Anderson did not fully explain the link between family decline and increase in the size and scope of government, but he quoted then-Senator Barack Obama's words, "We know the statistics – that children who grow up without a father are five times more likely to live in poverty and commit crime, nine times more likely to drop out of schools, and 20 times more likely to end up in prison."

The Heritage scholar hailed the church as "the second institution of social justice," second to the family, and argued that both are under attack from the government. He mentioned Catholic and Evangelical adoption agencies that have been forced out of business by laws requiring them to place children with same-sex couples.

"On every single outcome measured, those raised in families do best," Pat Fagan, senior fellow and director of the Family Research Council's Marriage and Religion Research Institute, declared. He referred to federal government data supporting the argument that those raised in stable, two parent families perform the best on standardized tests, tend to rise in the economy, and maintain psychological health. Those raised in families that worship weekly have an even higher chance of doing well, he argued.

Nevertheless, according to the 2012 Index of Belonging, only 45 percent of American kids still have a married mom and dad by age 17, Fagan explained. For the African American Family, that number drops to 16.8 percent. The Asian American Family has an even lower number, and the numbers are going down across the board.

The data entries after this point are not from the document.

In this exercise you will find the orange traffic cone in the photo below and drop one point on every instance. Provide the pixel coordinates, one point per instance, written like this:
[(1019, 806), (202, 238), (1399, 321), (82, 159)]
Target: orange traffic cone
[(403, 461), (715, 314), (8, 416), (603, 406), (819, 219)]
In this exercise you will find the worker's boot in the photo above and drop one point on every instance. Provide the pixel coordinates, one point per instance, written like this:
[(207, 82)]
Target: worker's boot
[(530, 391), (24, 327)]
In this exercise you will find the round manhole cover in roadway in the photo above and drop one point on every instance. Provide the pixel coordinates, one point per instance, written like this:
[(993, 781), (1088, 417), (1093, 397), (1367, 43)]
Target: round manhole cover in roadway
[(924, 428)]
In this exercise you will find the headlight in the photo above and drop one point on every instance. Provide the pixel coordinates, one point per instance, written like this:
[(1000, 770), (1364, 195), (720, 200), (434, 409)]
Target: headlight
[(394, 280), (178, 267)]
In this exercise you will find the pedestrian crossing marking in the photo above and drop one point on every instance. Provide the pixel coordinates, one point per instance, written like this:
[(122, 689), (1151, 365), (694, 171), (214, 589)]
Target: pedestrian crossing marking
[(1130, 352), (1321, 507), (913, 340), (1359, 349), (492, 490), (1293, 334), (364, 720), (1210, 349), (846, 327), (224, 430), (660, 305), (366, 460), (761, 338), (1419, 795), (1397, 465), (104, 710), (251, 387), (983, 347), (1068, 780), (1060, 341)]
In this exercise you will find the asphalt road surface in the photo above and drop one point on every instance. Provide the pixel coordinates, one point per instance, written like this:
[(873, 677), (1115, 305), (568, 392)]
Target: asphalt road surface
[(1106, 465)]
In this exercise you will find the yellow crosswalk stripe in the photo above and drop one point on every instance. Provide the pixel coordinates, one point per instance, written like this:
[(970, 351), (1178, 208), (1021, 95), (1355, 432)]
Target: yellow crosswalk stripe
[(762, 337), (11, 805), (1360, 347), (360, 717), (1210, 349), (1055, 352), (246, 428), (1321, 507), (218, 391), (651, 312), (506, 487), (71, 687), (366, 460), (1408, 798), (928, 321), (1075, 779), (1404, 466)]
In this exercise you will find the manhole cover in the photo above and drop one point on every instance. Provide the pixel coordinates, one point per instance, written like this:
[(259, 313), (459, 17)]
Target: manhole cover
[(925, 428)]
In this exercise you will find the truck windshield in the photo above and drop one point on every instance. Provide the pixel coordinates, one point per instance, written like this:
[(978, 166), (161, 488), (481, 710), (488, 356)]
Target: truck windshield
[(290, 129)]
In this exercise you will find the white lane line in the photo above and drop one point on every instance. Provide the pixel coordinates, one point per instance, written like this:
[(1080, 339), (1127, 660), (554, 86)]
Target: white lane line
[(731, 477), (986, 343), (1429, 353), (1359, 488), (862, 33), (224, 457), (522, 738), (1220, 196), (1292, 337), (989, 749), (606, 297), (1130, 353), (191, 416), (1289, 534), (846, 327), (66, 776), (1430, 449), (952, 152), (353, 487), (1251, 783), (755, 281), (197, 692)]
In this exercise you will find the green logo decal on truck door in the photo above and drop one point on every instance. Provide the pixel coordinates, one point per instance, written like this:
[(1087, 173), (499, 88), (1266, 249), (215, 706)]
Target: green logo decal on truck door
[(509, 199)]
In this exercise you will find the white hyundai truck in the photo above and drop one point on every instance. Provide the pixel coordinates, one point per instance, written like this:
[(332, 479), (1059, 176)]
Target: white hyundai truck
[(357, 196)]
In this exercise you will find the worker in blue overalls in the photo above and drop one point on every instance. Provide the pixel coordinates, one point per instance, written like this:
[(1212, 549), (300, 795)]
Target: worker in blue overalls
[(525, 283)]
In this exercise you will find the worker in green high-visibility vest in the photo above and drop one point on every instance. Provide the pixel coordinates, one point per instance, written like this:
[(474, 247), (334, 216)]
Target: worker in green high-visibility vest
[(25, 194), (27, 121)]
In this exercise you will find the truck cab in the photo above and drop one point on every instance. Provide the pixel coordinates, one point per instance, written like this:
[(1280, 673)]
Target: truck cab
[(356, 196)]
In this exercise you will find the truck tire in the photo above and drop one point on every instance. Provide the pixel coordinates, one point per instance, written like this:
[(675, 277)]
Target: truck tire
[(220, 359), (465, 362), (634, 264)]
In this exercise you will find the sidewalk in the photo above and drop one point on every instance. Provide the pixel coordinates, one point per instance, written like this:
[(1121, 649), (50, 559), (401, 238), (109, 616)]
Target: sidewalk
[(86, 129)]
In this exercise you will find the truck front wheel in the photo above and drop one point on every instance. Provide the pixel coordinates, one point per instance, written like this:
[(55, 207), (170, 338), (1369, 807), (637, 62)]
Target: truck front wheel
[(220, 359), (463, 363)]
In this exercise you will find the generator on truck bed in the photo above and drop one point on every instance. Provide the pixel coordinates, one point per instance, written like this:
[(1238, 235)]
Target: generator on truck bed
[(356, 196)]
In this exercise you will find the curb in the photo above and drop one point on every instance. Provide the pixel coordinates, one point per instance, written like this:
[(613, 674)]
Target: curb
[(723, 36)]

Fagan suggested that the church use this social science data to show how "man thrives most in the two great loves – the love of God and love of your neighbor, the closest of which is your spouse and children."

Brian Brown, president of the National Organization for Marriage, argued that the decline in family structure, while significant, is not inevitable. "People have worked for these things – this is not simply the forces of history," Brown argued. "Those who want to control history have worked tirelessly."

He claimed that family breakdown follows from the ideological attack on the family – from the idea that marriage is about adult desires and not primarily about children's needs, and from the idea that men and women are not fundamentally different. When the law changes the definition of marriage, it will enforce the idea that "fathers are replaceable and unnecessary," Fagan argued.

Anderson agreed. "There's no such thing as parenting," he declared, "there's mothering and there's fathering." Boys without fathers have no model of controlled manhood, and are more likely to commit crimes, the Heritage scholar claimed. He also emphasized the importance of a father in scaring away bad boyfriends who might hurt their daughters.

Despite the negative effects of America's fractured family life, Bishop Boone argued that hope comes from within the church. "If you revive the church you awaken the world," he proclaimed.